Waiting for others to act had never before fallen to Miss Keith’s lot in life. For twenty years her comings and goings, her waking and sleeping, and even the setting of the first spring brood of embryo broilers had depended upon herself alone, for she had long since substituted an incubator for that coy and freakish feathered female known as a setting hen. Consequently this delay at the very outset of a new order of things found her restless and in no very amiable mood. Also Judith Dow had written that, as Miss Keith had promised to come the first of the year, she had reserved her room and must charge her accordingly, which, as the whole affair was upon a nominal basis, irritated her not a little.
In writing to Adam Lawton of the determination to leave the farm, the 1st of January had been the date she had set for starting for Boston en route to Matrimony, and when, a short time after Christmas, Brooke had combined her reply to the unanswered letter with the announcement that she herself expected to go to take charge of the place as near the 1st of January as possible, Miss Keith had hastened to complete her arrangements.
Brooke had written concisely, yet with entire frankness; but even then Miss Keith did not compass the exact condition of her cousin’s affairs, or understand that as far as his relation with the world stood he was as helpless and irresponsible as the day of his birth. She knew that money and health had been lost, but fancied that, after a few months’ retirement, more voluntary than enforced, as had been the case with one or two families of the wealthy summer colony at Stonebridge, every one concerned would swing back to the old pace again.
Nevertheless she took great pride in making the evidence of her thrifty stewardship apparent on every side. The hired man had been well-nigh frantic at the number of times that he had been obliged to whitewash spots that had dried thin in the cow and poultry houses. A fringe of unthreshed rye straw made a lambrequin over the entrance to the stall of Billy, the general utility horse with the long, common-sense face. The front gate, always removed from its hinges at the coming of frost, had been scrubbed before being stowed away in the attic, and the plant boxes that edged the front porch and held nasturtiums in summer were filled with small cedar bushes and branches of coral winterberry in remembrance of Brooke’s youthful love of such things.
The outside condition of things gave Miss Keith much more satisfaction than did the inside arrangement of the house. Her only concern about them was lest the mischievous boy should upset everything and doubtless stone the cows, torment Laura, the sedate barn cat, and turn the laying hens out in the cold; for to her spinster mentality if there was a dubious quantity, it was the growing boy, the last straw under which the many-humped back of female patience must break.
She had considered the house the pink of perfection until she peopled it with New Yorkers accustomed to every luxury, and then the gay flowers of the chintz slip covers that hid the haircloth gloom of the parlour furniture began to pale and fail to hold their own, and the texture of the freshly laundered dimity curtains, those upstairs having wide hems, while those below were edged with tatting of the wheel pattern, seemed to grow coarser as the days went by.
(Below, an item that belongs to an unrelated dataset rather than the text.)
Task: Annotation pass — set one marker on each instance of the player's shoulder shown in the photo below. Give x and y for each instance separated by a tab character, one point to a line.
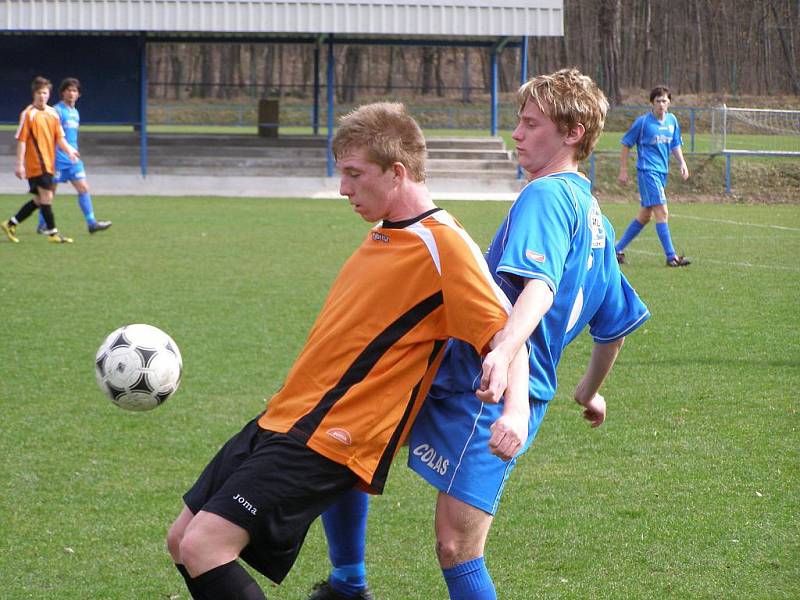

And all the while that she bustled to and fro, now in the cellar to see that the stones had not slipped in the pork barrel and allowed the meat to rise above the brine, then to the attic to be sure that her personal possessions of bedding, linen, and tableware, neatly put up in barrel, bale, and bundle until her marriage and final move, did not take up more room than was necessary,—Tatters followed her, either so close to heel that he literally seemed to dog her footsteps, or else sitting a little way apart with his eyes fastened upon her with a blended look of dread and reproach. Then she would often drop whatever she held and raising his face (yes, Tatters had a face, not a “muzzle”) between her hands, plead with him to tell her what he made of it all and if he believed she could be happy away from Gilead, and if he thought that he could follow any one else to market, allow her to shake out his mat, and choose juicy bones that were not too hard for his middle-aged teeth. All of which showed that she did not rejoice in thought at the First Cause as completely as would, under the circumstances, have been desirable; while Tatters understood that this was not the accustomed affectionate babble or the confidential discourse of everyday doings in which he was frequently consulted, and he would raise his head and give, not his usual howl belonging to moonlight nights, but a strange bay like an echo, deep down in his throat.
Three times in those ten bleak January days had she given what she declared aloud to be a “final dusting” to each room. Three times had she baked bread, cake, pies, and custard for the invalid (no, the third time she made boiled soft custard to break the monotony), and then hovered between the dread of waste and surfeit in consuming the food.
However, on the tenth day of waiting her spirits rose, for soon after breakfast Robert Stead stopped on his way back from Gilead, whither he rode daily, rain or shine, to the post-office, as the rural carrier went to Windy Hill but once a day and that in early afternoon, to say that he had just heard from Dr. Russell and expected him up from Oaklands that afternoon, as he was coming to meet Adam Lawton at the request of his New York physician, in order to see the invalid safely established after his precarious journey.